French onion soup is easy, but it requires major time and patience to cook. The onions are caramelized, and to caramelize onions to a beautiful golden brown, you’ll need time and patience. For those of you who will need more guidance on how to caramelize onions, Simply Recipes gives pretty detailed directions.
Note: If you don’t like onions, you won’t like this soup. I figured that would be a given, but I just wanted to alert you to that just in case. My grandma detested the scent of the onions caramelizing. (About an hour of an oniony smelling house, and I’m basically never allowed to cook this indoors ever again)
- 3 yellow onions (thinly sliced)
- 3 cups of water plus 1 more for deglazing
- 2 cups of vegetable broth (try to get broth without any celery)
- 1 1/2 Tbsp of olive oil
- 1/4 cup dry sherry
- 1 bay leaf
- 2 Tbsp dry thyme
- Salt and pepper to taste
- french baguette (thinly sliced)
- Heat the olive oil in a large pot over low-medium heat. Add the sliced onions and spread them over the pot. They’ll fill most of the pot, but will cook down a considerable amount. After about 10 minutes, sprinkle some salt over the onions. Stir every few minutes to prevent burning. (They can stick to the bottom of the pot for a little bit to brown, but you’ll want to stir them before the burn.)
- After 20 minutes, add a 1/4 cup of water to deglaze the onions. About 15 minutes later do this one more time with a 1/4 cup of water when you notice a dark crust forming at the bottom of the pot.
- Cook for another 10-15 minutes and then deglaze the onions one final time with the dry sherry. Stir and cook for another 5 minutes so that the dry sherry evaporates.
Your caramelized onions should look something like this, if not darker in color.
4. Add the broth, water, thyme, and bay leaf to the pot. Bring the broth to a simmer and scrape the bottom of the pot to make sure there aren’t any onions sticking to the bottom. Simmer the soup for another 20 minutes covered. Add more salt and pepper to taste if needed.

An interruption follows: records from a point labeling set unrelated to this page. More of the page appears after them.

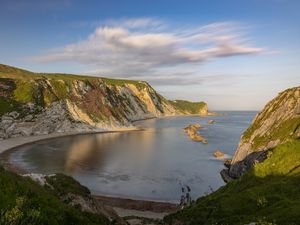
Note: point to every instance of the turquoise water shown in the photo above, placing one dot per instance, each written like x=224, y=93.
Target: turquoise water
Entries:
x=149, y=164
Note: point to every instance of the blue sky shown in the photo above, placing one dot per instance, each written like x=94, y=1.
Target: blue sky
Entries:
x=235, y=54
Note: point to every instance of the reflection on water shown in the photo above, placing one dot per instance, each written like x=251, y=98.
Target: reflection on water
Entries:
x=148, y=164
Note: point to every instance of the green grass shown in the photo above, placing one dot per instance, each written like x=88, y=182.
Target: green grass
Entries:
x=191, y=107
x=20, y=74
x=23, y=201
x=268, y=194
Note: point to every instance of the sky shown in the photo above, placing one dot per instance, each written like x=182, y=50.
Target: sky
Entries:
x=232, y=54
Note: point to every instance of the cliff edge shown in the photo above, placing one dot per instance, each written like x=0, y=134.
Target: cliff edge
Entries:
x=39, y=103
x=277, y=123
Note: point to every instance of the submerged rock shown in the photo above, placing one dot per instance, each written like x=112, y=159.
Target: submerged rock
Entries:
x=192, y=131
x=218, y=154
x=211, y=121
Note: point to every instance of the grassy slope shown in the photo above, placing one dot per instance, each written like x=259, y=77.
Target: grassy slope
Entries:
x=191, y=107
x=22, y=201
x=281, y=132
x=268, y=194
x=25, y=89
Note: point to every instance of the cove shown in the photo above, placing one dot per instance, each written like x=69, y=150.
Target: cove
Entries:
x=150, y=164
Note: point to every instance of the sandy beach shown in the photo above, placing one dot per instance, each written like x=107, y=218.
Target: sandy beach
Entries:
x=123, y=206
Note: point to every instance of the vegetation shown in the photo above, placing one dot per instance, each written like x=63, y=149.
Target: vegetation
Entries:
x=280, y=130
x=268, y=194
x=191, y=107
x=23, y=201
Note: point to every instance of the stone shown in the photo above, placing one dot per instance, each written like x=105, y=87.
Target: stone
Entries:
x=211, y=121
x=266, y=130
x=192, y=131
x=218, y=154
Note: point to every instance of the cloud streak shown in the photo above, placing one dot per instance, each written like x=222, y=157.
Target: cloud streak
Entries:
x=146, y=46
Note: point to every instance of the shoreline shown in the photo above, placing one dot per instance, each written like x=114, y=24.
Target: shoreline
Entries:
x=125, y=206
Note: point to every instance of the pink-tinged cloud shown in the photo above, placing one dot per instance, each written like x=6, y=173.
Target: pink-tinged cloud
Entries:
x=144, y=45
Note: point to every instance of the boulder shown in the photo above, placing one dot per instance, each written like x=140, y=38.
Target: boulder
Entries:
x=211, y=121
x=218, y=154
x=192, y=131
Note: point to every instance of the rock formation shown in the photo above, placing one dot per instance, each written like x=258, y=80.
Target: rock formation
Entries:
x=211, y=122
x=278, y=122
x=38, y=103
x=218, y=154
x=192, y=131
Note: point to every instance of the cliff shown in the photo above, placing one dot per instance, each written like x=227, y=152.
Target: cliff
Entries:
x=277, y=123
x=267, y=163
x=39, y=103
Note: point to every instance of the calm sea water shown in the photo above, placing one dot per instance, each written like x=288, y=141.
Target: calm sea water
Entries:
x=150, y=164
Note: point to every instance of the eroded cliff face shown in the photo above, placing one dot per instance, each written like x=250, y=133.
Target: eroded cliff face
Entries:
x=278, y=122
x=32, y=103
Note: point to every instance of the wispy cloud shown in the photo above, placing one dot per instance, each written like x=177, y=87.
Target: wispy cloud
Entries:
x=146, y=46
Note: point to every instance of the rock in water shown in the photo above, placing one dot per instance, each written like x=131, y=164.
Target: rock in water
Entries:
x=218, y=154
x=277, y=123
x=211, y=121
x=192, y=131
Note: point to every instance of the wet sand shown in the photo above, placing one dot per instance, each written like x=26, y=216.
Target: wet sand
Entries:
x=123, y=206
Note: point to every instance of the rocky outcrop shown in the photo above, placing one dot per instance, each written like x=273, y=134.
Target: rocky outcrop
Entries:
x=34, y=103
x=218, y=154
x=192, y=131
x=211, y=122
x=278, y=122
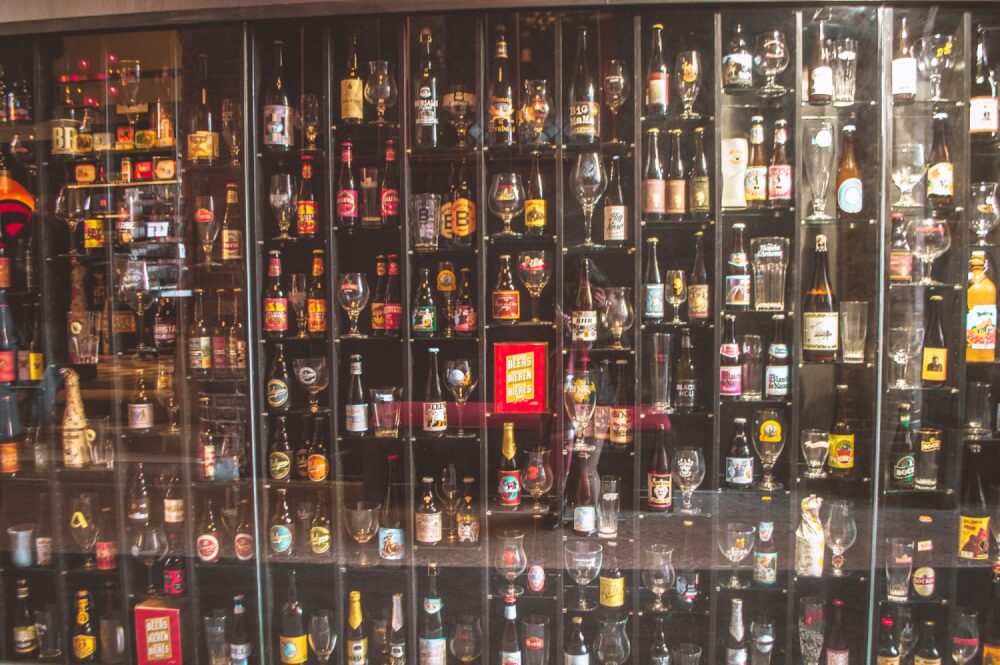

5. When you’re ready to eat, serve the soup in individual bowls that can be placed in the oven. Top them with one or two slices of baguette, some parmesan cheese (or swiss or gruyere) and place them in the oven. Broil for about 5 minutes so that the cheese is a golden brown. Then remove from the oven (be careful to not let it burn!) If you’re vegan, just skip this step altogether or use daiya cheese.
And the soup is ready to be eaten! Don’t make the mistake of burning your mouth like I did. This recipe should serve about 8 small bowls or more. I adapted Home Sweet Jones’ recipe to make it simpler and healthier by using more water than broth, fewer onions, etc. Broth is generally higher in sodium, and so for those with high blood pressure, more water may be a better option in your soups as long as it’s still flavorful.
If you’re a vegetarian who enjoys French Onion Soup, you should definitely make this. You won’t even miss the beef broth, and trust me, I know (through innocent error, of course).
I hope you all have a fantastic Tuesday and let me know what you think of the soup if you make it! I’m going to watch some more of the Olympic games. Go Team USA!